Major League Baseball (MLB) has rapidly evolved over the past century and has widely become known as America’s sport. Across decades of playing, nearly every team has had the opportunity for postseason success; however, the focus of modern baseball is beginning to shift away from the sport itself and more towards becoming a game of profit.
The rise of the Oakland Athletics baseball team and how their manager, Billy Beane, practically reinvented the landscape of modern baseball. They demonstrated how a team with little capital could still win in the postseason with efficiency statistics. Beane used obscure metrics such as On-Base Percentage (OBP) to find skilled players for a low price, yet the very strategies that once empowered small-market teams are now being overwhelmed by the Dodgers’ immense financial advantage.
Now, history is being made as the Los Angeles Dodgers showcase a situation directly opposite. The concern stems from how large teams with valuations in the billions can essentially buy the best players available and drastically increase their odds at a championship. This is due to three major factors: contract deferrals, brute-forcing the luxury tax and a unique financial position for the L.A. Dodgers.
Starting with the deferral salary process, the MLB allows teams to pay players their typically large contract over 10 to 20 years after they’ve played, providing short-term capital and allowing a team to pay more players. This is best shown in Shohei Otani’s 10-year $700 million contract, which is generally considered one of the largest contracts in professional sports history. He is currently receiving $2 million per year, which will jump to $68 million per year after his contract is up. This process is how the Dodgers also pay stars like Mookie Betts and Yoshinobu Yamamoto large amounts that small franchises are unable to compete with in the slightest. Although other larger teams can take the same approach, this is where the flawed Competitive Balance Tax comes in.

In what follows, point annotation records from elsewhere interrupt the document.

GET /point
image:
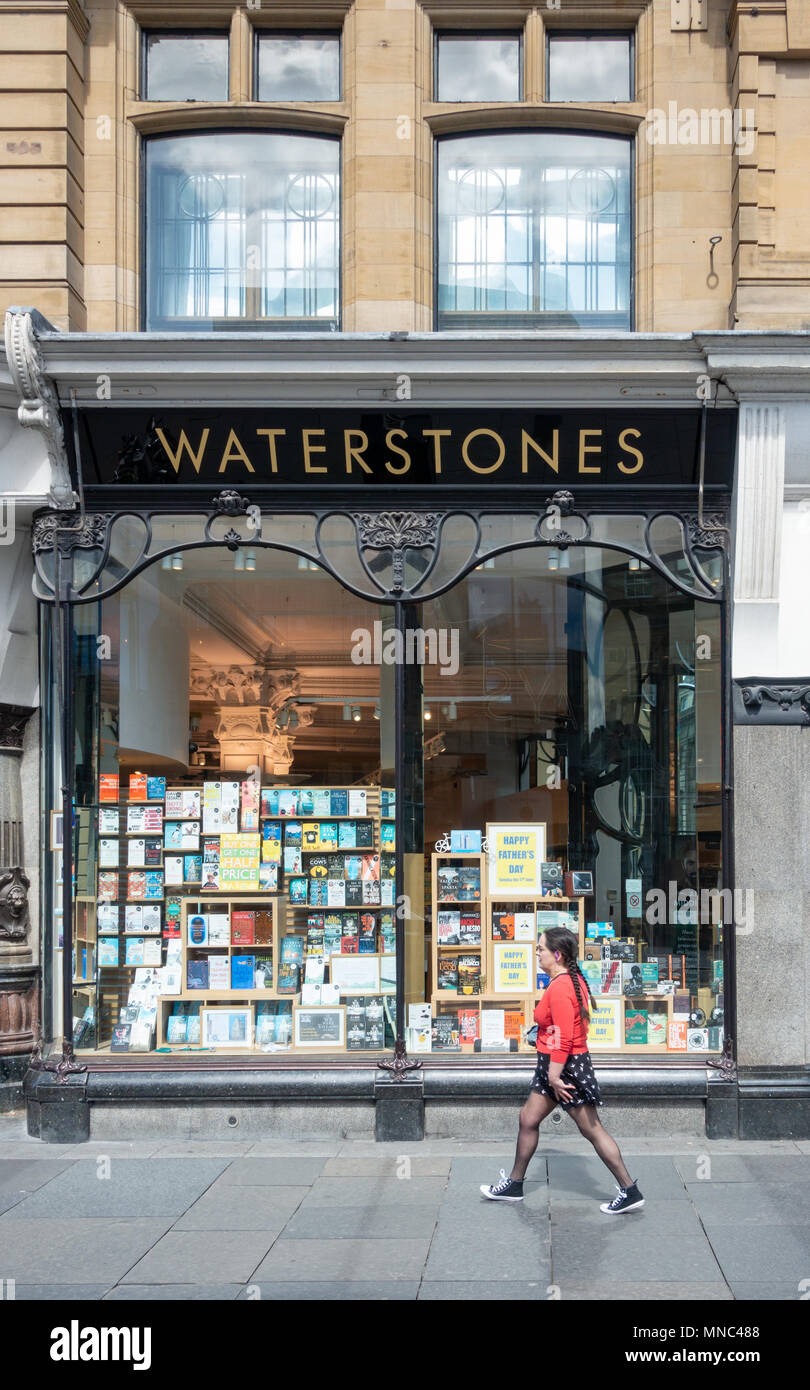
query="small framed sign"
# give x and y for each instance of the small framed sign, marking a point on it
(320, 1027)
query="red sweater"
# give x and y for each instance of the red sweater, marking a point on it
(560, 1029)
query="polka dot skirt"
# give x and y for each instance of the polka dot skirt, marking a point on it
(578, 1072)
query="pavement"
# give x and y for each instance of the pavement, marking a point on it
(349, 1219)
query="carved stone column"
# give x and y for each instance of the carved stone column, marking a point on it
(18, 973)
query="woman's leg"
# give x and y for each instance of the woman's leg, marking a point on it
(589, 1125)
(531, 1116)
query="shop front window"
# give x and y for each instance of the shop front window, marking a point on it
(242, 231)
(570, 724)
(234, 830)
(534, 230)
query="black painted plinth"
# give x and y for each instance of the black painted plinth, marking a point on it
(399, 1111)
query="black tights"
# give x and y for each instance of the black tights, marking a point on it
(535, 1111)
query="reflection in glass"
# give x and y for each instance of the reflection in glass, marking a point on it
(242, 230)
(478, 70)
(299, 68)
(589, 68)
(186, 67)
(534, 228)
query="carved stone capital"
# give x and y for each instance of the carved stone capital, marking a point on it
(13, 720)
(14, 919)
(39, 407)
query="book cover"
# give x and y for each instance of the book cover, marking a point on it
(448, 926)
(242, 972)
(136, 884)
(288, 977)
(445, 1033)
(470, 883)
(263, 970)
(353, 868)
(467, 1025)
(635, 1026)
(134, 918)
(150, 918)
(107, 951)
(250, 805)
(107, 918)
(468, 975)
(218, 929)
(136, 786)
(503, 926)
(153, 852)
(109, 787)
(107, 854)
(192, 868)
(177, 1029)
(552, 880)
(298, 891)
(271, 841)
(134, 950)
(243, 927)
(346, 834)
(196, 973)
(335, 893)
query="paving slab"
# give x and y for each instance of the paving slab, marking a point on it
(750, 1204)
(773, 1254)
(484, 1292)
(59, 1293)
(675, 1214)
(172, 1293)
(632, 1254)
(393, 1165)
(385, 1290)
(274, 1172)
(652, 1292)
(778, 1292)
(749, 1168)
(75, 1251)
(135, 1187)
(238, 1207)
(656, 1176)
(500, 1243)
(200, 1257)
(375, 1191)
(343, 1261)
(388, 1222)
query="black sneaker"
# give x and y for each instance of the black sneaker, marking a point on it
(505, 1191)
(628, 1200)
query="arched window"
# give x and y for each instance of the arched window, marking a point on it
(534, 231)
(242, 231)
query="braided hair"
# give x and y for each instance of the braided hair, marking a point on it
(564, 941)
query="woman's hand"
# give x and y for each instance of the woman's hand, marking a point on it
(563, 1090)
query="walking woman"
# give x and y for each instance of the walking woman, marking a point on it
(564, 1075)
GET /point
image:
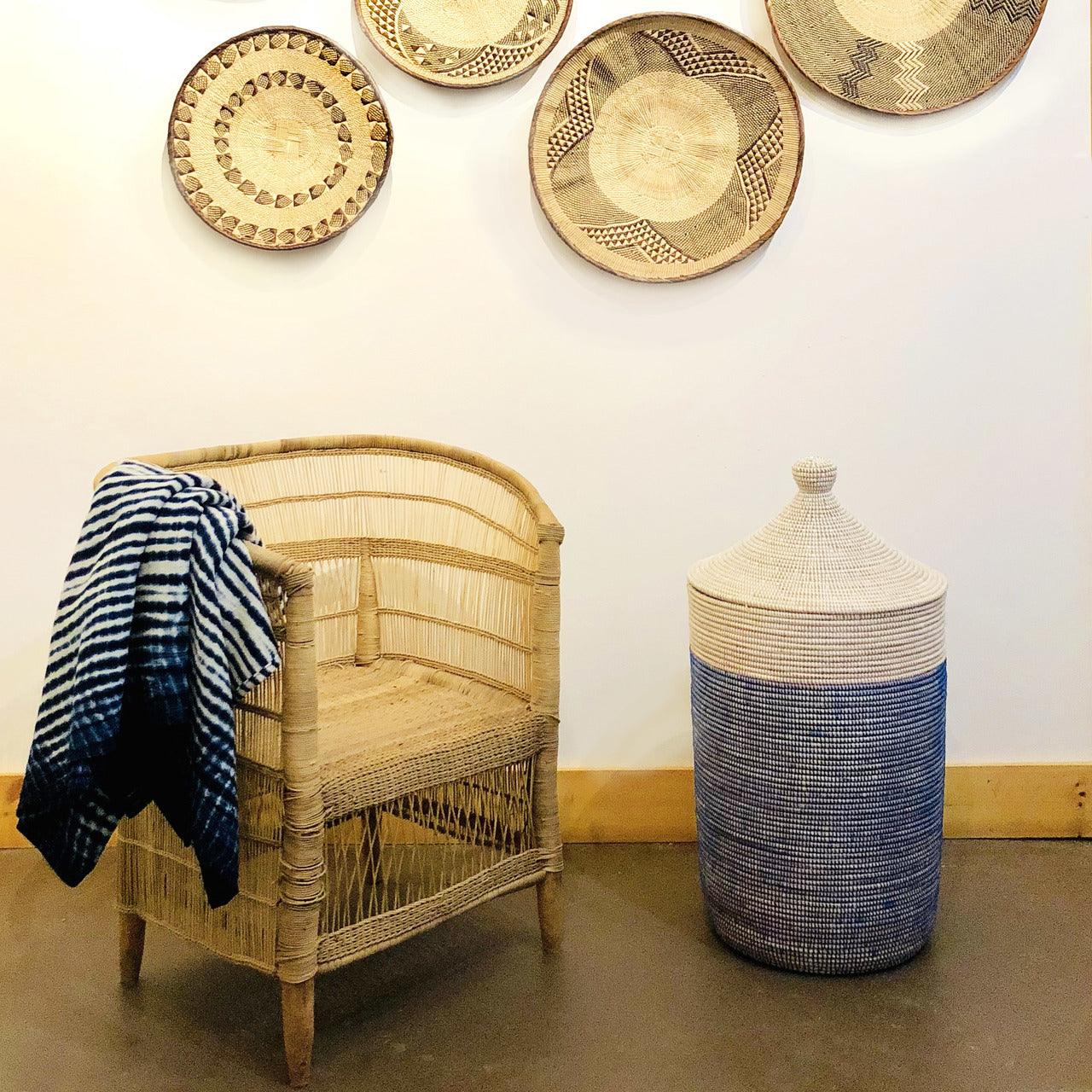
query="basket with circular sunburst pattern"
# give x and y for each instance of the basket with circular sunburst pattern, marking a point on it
(666, 147)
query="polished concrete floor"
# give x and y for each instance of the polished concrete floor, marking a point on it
(640, 999)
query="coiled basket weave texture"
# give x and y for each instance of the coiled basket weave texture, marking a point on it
(818, 683)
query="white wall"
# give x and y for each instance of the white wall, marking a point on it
(921, 317)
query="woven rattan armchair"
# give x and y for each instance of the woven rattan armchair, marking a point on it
(400, 768)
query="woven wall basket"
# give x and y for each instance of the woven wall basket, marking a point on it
(905, 55)
(279, 139)
(666, 147)
(818, 683)
(464, 45)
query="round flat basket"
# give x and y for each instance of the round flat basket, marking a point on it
(666, 147)
(277, 139)
(905, 55)
(468, 43)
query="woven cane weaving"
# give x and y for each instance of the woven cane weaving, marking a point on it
(279, 139)
(467, 43)
(666, 147)
(905, 55)
(818, 689)
(401, 768)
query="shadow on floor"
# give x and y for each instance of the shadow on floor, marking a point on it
(642, 998)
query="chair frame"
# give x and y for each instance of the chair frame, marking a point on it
(301, 862)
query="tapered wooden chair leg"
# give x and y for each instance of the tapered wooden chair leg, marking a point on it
(550, 911)
(130, 947)
(297, 1017)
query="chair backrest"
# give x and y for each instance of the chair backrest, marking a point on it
(421, 552)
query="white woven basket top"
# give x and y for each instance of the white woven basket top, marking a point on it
(815, 557)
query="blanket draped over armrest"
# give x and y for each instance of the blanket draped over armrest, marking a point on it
(160, 628)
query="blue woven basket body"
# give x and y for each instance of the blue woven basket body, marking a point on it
(818, 686)
(819, 816)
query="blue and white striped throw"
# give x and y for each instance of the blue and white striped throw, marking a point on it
(160, 629)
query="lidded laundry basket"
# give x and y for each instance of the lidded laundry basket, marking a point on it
(818, 685)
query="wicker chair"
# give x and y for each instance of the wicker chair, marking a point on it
(401, 765)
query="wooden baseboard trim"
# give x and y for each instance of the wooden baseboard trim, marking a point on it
(1034, 800)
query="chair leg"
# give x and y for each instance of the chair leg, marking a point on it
(550, 911)
(130, 947)
(297, 1018)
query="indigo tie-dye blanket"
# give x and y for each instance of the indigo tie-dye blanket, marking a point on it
(160, 629)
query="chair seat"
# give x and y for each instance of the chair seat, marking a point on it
(396, 728)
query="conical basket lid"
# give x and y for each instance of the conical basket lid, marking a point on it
(815, 557)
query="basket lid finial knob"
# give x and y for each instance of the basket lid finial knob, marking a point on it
(815, 475)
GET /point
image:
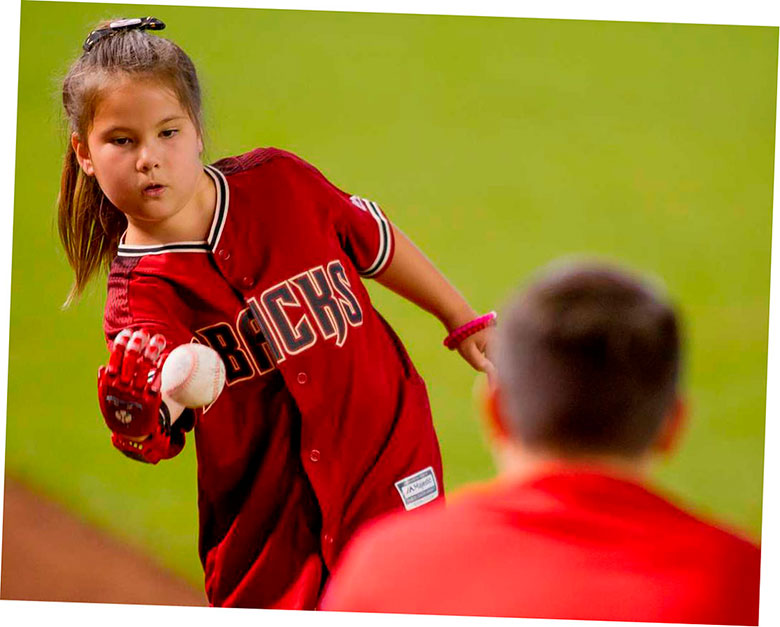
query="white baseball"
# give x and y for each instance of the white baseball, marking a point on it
(193, 376)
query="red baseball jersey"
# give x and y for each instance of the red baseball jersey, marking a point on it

The Competitive Balance Tax (CBT), or luxury tax, is essentially the MLB’s version of a salary cap, providing all teams a maximum amount that they can spend on contracts each year. However, unlike a salary cap, the luxury tax has one huge flaw: taxes can be paid. The Dodgers simply pay the tax and ignore the rule in a strategic fashion. They pay when they’re over the threshold and dip below the cap when the fees ramp up. This process allows them to skip over regulations, which other teams cannot afford; due to their immense profits, the Dodgers are essentially monopolizing the baseball world.
So why aren’t other teams implementing similar, win-now strategies? The simple answer is the risk. As the luxury tax presents daunting fees that could quickly cripple a team, the Dodgers are essentially putting all their eggs in one basket, but those eggs are winning the World Series back-to-back. Teams like the San Diego Padres and New York Mets have actually attempted this strategy, but both ultimately failed to have postseason success, with the Mets creating one of the highest-paid rosters in MLB history. Although top organizations have the freedom to go all in on a championship, replicating the massive influx of revenue that keeps it sustainable is nearly impossible.
The extreme wealth provided by their overwhelming international fanbase, historic local TV contract and investment firm backers, put the Dodgers in a unique position compared to other large-market teams. Spectrum SportsNet LA, a channel owned and created by the Dodgers, provides $330 million per year in just TV revenue. Combining such a large media-driven city with factors that make them so profitable, it’s unrealistic to keep up without carrying huge risks.
To fix this large issue at hand, a salary cap needs to be implemented rather than a tax. Regardless of how steep the payments get, teams with enough aggression, money and contract sophistication can spend their vast profits on winning now, while still securing their future. We’re witnessing the largest sports dynasty ever and it’s only just starting.